Aluminum airplanes are a lot stronger than iron cars. But you keep on forgetting that a heavy stream of water would also penetrate the building and buckle columns if the force was strong enough. Shall we calculate? A 767-200 weighs 142,900 kg (315,000 lb mass) and collides at a speed of 710 km/hr (~197 m/sec). The plane decelerates approximately in its own length, 48.5 meters. The effective deceleration is 400 m/sec2, or about 41 times the force of gravity. This means the total force to bring the 767-200 to a stop is about 13 million pounds. To give some perspective, this is about 1/8th the weight of the RMS Titanic It is absurd to think the columns could have resisted this force, and they were the only things slowing down the plane. Aside from the periphery and core columns, the rest of the structure was a total pushover.
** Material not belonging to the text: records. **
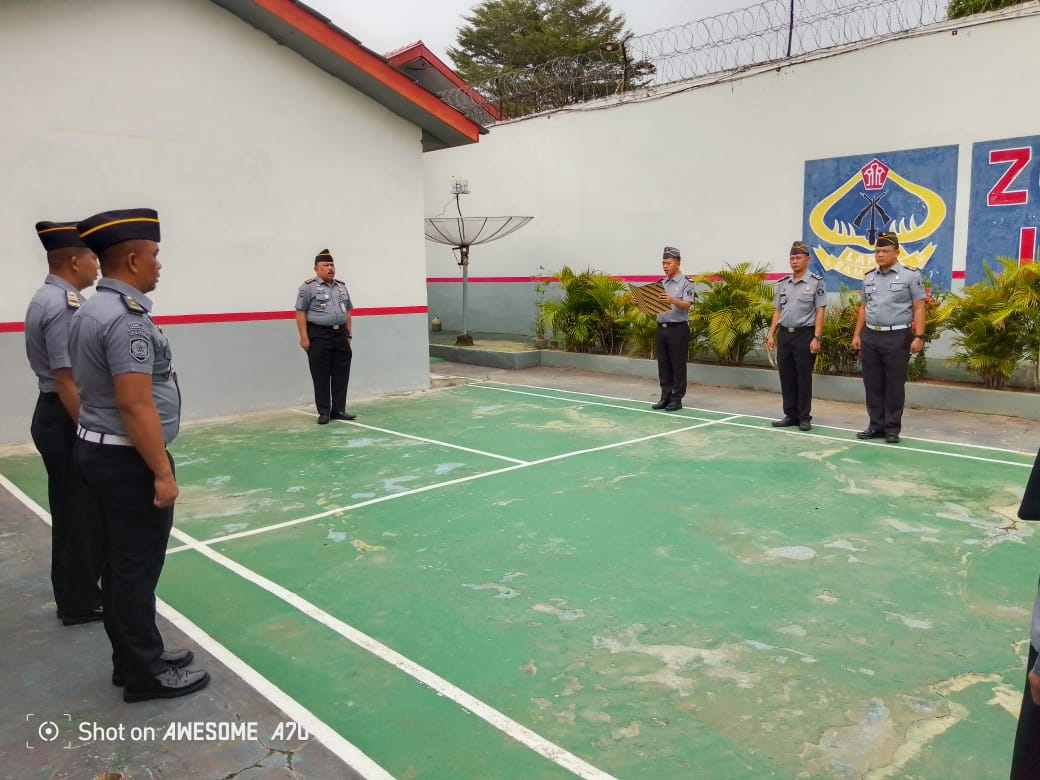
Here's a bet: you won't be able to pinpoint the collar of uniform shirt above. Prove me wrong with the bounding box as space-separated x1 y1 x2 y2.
98 278 152 314
44 274 79 292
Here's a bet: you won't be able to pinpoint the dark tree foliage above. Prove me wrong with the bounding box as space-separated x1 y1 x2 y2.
946 0 1028 19
448 0 652 116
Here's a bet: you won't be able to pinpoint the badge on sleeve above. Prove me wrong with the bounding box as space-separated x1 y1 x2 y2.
123 295 145 314
129 322 152 363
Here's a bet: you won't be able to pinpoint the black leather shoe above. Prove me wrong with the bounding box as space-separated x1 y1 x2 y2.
61 606 105 626
112 650 194 687
123 667 209 702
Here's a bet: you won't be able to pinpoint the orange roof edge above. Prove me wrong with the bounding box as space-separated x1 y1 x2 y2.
384 41 505 122
253 0 480 142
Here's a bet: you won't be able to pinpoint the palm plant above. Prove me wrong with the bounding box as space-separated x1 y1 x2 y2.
814 285 859 376
541 265 635 355
935 258 1040 390
690 263 773 366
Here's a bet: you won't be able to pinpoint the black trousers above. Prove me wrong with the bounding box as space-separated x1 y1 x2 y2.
76 441 174 685
29 393 103 618
777 326 816 422
654 322 690 400
859 328 913 434
1011 644 1040 780
307 322 354 414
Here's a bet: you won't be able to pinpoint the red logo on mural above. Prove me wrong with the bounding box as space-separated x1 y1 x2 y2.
859 157 888 189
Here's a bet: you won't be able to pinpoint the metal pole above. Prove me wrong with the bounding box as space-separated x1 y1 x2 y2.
787 0 795 57
456 246 473 346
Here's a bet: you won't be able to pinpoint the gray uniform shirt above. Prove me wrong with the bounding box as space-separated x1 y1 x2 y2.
25 274 80 393
773 274 827 328
296 279 354 326
69 279 181 444
657 274 697 322
861 263 925 326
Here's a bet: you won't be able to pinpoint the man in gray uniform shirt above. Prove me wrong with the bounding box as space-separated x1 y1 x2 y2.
25 222 102 626
70 209 209 702
852 228 926 444
765 241 827 431
296 250 357 425
650 246 696 412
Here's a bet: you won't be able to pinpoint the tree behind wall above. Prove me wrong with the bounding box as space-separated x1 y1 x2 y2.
448 0 646 116
946 0 1026 19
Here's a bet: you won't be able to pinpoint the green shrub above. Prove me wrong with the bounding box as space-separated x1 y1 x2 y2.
541 265 636 355
814 285 859 376
690 263 773 366
936 258 1040 390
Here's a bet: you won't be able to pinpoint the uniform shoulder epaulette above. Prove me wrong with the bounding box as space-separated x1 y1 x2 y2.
122 295 146 314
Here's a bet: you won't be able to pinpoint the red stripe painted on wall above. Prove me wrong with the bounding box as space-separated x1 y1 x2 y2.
0 306 427 333
426 270 964 284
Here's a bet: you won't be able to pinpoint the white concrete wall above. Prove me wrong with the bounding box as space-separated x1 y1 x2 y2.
0 0 428 441
424 3 1040 333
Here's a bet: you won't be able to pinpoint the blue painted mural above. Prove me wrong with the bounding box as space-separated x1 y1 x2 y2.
964 135 1040 284
802 146 958 291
An aluminum plane does not cleanly penetrate a metal wrapped building. An iron car goes into a wood house and you still got a car, lol.
Aluminum airplanes are a lot stronger than iron cars. But you keep on forgetting that a heavy stream of water would also penetrate the building and buckle columns if the force was strong enough. Shall we calculate? A 767-200 weighs 142,900 kg (315,000 lb mass) and collides at a speed of 710 km/hr (~197 m/sec). The plane decelerates approximately in its own length, 48.5 meters. The effective deceleration is 400 m/sec2, or about 41 times the force of gravity. This means the total force to bring the 767-200 to a stop is about 13 million pounds. To give some perspective, this is about 1/8th the weight of the RMS Titanic It is absurd to think the columns could have resisted this force, and they were the only things slowing down the plane. Aside from the periphery and core columns, the rest of the structure was a total pushover.
Ah, so it‘s math magic and not common sense. And thea can fly at 500mph a few yards off the ground (pentagon.)